Grey Review | Editorial

The extent of how poorly Pakistan has performed in countering terrorist financing has never been in dispute, despite our legitimate objections to being put on the Financial Action Task Force (FATF) grey list. The National Counter Terrorism Authority (Nacta) only recently declared that it was unable to provide a National Risk Assessment report, which is crucial to convincing the FATF that Pakistan has the capacity to fight money laundering and terrorist financing. The failure is one that should not only impact the FATF, but also raise concerns for ordinary Pakistanis who have been promised a coherent strategy to tackle terrorist financing in the country for almost two decades. The FATF task force handed over a 12-point action plan to Pakistan, which the country would do well to implement. With the Asia Pacific Group of the organisation set to review Pakistan’s progress on these points, we will discover more soon about how authorities have gone about tackling terrorist financing. If necessary progress has not been made, Pakistan could face further international sanction, which would weaken its already precarious economic status. The National Executive Committee, tasked with implementing the policy action, has met to produce a progress report for submission to the Asia Pacific Group.
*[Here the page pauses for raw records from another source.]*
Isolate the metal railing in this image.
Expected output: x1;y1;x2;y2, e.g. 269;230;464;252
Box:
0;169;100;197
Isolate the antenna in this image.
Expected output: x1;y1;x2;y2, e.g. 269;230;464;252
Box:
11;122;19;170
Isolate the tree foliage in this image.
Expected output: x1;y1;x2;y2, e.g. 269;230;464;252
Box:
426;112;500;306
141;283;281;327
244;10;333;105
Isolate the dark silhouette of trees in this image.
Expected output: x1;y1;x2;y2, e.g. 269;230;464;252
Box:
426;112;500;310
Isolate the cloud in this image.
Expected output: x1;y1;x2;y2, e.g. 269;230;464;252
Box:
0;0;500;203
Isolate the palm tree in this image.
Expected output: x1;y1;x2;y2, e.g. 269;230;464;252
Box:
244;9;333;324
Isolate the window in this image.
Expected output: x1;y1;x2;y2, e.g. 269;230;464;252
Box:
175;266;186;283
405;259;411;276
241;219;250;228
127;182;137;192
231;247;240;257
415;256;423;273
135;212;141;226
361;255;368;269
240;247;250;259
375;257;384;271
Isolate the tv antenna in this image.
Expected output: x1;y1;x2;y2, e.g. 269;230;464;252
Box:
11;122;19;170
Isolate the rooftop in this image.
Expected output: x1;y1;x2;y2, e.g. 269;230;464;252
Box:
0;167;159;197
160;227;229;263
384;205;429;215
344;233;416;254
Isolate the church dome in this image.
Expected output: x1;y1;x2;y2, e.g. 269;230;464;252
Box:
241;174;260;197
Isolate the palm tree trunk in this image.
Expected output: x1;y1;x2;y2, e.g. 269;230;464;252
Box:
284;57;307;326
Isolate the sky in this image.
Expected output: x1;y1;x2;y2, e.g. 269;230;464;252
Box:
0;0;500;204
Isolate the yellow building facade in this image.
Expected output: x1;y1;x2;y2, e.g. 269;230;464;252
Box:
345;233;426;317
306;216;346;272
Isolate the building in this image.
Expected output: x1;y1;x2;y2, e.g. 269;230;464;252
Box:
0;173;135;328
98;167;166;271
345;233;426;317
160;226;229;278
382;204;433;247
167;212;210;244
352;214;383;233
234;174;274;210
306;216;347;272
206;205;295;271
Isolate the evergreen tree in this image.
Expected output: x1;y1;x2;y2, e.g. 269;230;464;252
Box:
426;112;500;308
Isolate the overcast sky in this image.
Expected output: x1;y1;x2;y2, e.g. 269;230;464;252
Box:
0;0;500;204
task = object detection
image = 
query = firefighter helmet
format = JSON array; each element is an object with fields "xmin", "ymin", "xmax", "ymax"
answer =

This week will be a crucial one for how Pakistan is perceived in the financial world. Many of the promises made to end terrorist finance have been made with bravado, but there is little in terms of concrete measures taken to check formal and informal terrorist finance. The fact that neither Nacta nor the FIA is willing to prepare the required National Risk Assessment report does not bode well for what is coming. The absence of NRAs was crucial in the FATF decision to grey list the country. Now, it seems more to be a case of pleading to the international community, rather than instituting a system which has stringent checks on to whom funds are going to. It is stunning to see that no one has moved to produce a report so crucial to showing that Pakistan sees the FATF regulations to be designed to help it achieve its own objectives. Curbing money laundering and terrorist financing is important for Pakistan’s own future. Pakistan should have the freedom to set its own barometers for progress, but a situation of no progress cannot be considered to be enough. The 15-month time period given to Pakistan to comply with international money laundering and counter terrorist finance frameworks is sufficient for a country that is at war with terrorism. It is important that all parts of the government involved pull their weight.